Implement cross host transfer optimizations in StreamExecutorGpuClient
📝 Summary of Changes
This PR adds three optimizations to the CrossHost{Send,Receive}Buffers methods in StreamExecutorGpuClient:
- Communicators are cached for re-use across transfers with
AcquireGpuClique. - Transfers of multiple arrays are aggregated with NCCL group calls using
GpuCommunicator::GroupExecute. - Usage / definition events and promises that signal the completion of cross-host transfers are fulfilled on
StreamExecutorGpuClient::thread_pool()instead of blocking the XLA execute thread.

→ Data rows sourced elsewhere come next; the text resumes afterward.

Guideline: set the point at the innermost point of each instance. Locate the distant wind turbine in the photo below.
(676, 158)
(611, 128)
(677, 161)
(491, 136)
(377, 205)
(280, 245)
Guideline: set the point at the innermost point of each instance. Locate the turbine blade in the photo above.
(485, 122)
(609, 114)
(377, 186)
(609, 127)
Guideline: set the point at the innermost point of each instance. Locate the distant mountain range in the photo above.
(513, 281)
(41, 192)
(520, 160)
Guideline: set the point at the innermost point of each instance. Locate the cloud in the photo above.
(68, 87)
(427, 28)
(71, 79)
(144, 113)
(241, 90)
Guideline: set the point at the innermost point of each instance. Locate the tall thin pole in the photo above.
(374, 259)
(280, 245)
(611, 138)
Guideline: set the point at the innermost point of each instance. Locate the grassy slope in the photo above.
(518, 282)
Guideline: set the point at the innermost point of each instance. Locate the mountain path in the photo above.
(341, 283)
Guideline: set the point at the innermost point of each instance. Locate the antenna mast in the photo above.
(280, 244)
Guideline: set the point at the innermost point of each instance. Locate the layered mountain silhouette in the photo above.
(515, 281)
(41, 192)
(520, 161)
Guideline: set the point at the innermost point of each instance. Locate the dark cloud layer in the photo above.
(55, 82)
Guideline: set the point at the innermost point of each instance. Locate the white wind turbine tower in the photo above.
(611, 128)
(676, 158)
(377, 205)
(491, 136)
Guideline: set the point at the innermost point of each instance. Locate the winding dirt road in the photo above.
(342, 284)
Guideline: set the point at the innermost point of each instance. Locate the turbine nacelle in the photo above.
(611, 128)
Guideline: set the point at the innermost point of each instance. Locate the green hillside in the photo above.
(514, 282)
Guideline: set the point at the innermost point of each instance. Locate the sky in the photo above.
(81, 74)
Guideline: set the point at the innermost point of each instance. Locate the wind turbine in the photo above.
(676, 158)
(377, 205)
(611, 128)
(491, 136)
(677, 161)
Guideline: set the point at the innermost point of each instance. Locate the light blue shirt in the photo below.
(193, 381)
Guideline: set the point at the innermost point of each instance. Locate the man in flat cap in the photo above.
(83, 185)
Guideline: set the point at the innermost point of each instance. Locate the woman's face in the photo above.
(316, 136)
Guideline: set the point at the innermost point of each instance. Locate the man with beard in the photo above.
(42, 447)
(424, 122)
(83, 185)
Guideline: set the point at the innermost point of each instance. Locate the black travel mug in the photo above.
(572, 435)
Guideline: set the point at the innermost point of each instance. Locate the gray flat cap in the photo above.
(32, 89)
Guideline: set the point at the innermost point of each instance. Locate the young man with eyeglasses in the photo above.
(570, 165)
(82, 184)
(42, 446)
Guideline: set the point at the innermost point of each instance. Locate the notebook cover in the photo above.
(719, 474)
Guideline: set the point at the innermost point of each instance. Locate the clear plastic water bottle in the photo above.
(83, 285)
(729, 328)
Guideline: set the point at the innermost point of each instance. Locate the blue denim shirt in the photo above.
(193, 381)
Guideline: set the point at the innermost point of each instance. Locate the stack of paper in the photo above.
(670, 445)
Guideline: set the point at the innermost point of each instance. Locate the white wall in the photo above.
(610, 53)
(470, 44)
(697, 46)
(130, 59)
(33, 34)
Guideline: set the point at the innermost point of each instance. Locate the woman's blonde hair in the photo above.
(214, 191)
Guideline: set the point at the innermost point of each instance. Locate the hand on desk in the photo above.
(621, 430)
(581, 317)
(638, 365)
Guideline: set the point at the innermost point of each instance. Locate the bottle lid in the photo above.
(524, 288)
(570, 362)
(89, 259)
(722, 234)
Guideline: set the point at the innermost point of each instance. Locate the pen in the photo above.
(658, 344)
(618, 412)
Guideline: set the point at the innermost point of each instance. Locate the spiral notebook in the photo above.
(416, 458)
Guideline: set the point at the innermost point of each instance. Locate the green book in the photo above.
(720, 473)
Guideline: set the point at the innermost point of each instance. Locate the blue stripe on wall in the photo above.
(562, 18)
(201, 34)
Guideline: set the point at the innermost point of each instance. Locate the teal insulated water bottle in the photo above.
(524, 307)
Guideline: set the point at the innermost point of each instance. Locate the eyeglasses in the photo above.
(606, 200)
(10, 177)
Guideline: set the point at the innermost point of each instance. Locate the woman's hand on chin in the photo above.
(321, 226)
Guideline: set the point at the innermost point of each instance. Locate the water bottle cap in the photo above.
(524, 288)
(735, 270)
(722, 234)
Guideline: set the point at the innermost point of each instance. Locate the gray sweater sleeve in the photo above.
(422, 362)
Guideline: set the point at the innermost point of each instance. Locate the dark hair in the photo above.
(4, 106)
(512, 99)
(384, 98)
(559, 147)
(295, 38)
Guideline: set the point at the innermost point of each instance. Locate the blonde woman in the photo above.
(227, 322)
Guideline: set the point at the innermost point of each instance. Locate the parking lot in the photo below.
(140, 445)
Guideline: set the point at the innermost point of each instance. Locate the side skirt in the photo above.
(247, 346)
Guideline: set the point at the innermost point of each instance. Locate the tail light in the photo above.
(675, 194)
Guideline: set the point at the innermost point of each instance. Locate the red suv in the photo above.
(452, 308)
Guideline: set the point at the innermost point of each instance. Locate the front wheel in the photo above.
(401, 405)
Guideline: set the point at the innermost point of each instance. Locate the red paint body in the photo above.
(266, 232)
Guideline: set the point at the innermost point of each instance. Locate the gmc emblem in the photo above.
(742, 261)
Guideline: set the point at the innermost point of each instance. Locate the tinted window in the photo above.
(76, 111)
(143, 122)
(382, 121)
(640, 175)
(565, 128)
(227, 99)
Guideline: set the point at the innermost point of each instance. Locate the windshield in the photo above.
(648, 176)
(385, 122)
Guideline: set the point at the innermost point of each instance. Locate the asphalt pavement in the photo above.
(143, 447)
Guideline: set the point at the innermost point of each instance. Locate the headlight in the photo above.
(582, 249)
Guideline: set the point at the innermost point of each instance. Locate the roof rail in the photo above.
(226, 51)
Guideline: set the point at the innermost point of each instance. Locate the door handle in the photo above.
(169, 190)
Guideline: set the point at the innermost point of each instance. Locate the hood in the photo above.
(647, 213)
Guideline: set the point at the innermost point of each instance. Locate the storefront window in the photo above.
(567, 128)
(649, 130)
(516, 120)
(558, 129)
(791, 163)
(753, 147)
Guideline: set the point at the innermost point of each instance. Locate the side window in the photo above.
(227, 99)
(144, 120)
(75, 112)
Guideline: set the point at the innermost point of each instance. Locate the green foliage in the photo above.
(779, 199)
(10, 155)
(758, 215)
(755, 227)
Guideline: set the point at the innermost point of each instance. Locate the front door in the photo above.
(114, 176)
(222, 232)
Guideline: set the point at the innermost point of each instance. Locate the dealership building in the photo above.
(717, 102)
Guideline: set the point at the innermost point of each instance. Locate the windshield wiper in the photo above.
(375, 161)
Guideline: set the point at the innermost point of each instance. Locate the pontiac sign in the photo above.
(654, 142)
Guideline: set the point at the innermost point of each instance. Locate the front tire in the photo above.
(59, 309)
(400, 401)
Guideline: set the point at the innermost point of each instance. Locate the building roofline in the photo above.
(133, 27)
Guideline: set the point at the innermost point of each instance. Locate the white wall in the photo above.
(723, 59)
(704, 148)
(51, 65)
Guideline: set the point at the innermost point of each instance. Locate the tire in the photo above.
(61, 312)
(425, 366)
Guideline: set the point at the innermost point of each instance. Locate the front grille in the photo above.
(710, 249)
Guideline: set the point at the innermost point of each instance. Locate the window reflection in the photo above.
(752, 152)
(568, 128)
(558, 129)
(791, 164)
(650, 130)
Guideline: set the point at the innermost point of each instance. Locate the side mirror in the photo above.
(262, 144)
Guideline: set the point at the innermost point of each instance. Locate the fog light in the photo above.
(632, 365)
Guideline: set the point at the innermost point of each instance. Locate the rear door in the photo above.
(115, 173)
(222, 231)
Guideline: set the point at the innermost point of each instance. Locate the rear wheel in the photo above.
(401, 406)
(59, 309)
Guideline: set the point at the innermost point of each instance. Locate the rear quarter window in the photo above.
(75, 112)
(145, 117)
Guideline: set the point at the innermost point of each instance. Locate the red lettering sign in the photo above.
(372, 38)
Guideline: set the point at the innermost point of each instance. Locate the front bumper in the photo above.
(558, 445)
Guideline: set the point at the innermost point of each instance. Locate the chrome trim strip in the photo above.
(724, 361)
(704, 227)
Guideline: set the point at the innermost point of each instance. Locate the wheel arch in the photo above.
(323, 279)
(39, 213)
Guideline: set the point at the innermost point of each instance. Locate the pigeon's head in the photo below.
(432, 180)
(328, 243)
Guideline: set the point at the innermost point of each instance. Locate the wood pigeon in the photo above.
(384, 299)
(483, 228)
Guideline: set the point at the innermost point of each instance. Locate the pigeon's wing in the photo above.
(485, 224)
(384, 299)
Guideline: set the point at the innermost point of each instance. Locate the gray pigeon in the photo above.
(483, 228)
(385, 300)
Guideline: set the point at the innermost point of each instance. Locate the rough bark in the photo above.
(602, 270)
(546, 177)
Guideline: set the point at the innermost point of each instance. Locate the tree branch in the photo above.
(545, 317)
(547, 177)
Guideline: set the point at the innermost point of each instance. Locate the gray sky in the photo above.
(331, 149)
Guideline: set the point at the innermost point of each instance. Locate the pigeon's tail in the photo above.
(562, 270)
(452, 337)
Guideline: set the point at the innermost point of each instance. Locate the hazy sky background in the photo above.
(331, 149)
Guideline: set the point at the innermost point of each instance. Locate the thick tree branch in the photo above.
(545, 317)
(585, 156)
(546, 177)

This PR follows up on #33284 and is based on discussions with @emilyfertig, @mwhittaker, and @pschuh.
🎯 Justification
#33284 added CrossHost{Send,Receive}Buffers to the PjRt Client API to enable the optimizations implemented in this PR. The old implementation does not cache communicators, aggregate transfers, or asynchronously fulfill events / promises, leading to reduced performance.
🚀 Kind of Contribution ⚡️ Performance Improvement
📊 Benchmark (for Performance Improvements) Benchmarks were ran on these three toy programs.
| Workload | Implementation | Time |
|---|---|---|
| example_basic_overlap | Unoptimized | 26.968 sec |
| Optimized | 43.124 ms | |
| example_overlap | Unoptimized | 369.541 sec |
| Optimized | 733.071 ms | |
| example_pp | Unoptimized | 369.0924 sec |
| Optimized | 2.433 sec |
🧪 Unit Tests: The unit tests added in #33284 continue to pass. The new implementation requires that cross-host transfers are always between a local device and a remote device; a test has been added to make sure that the implementation throws an InvalidArgument error if this is not the case.
🧪 Execution Tests: When building XLA with the code in this PR along with a patch for pjrt_ifrt/pjrt_client.cc so that it uses the new cross-host transfers API, I verified that these 4 correctness checks pass. These IFRT changes will be included in a follow-up PR once other PjRt clients have implemented the new API.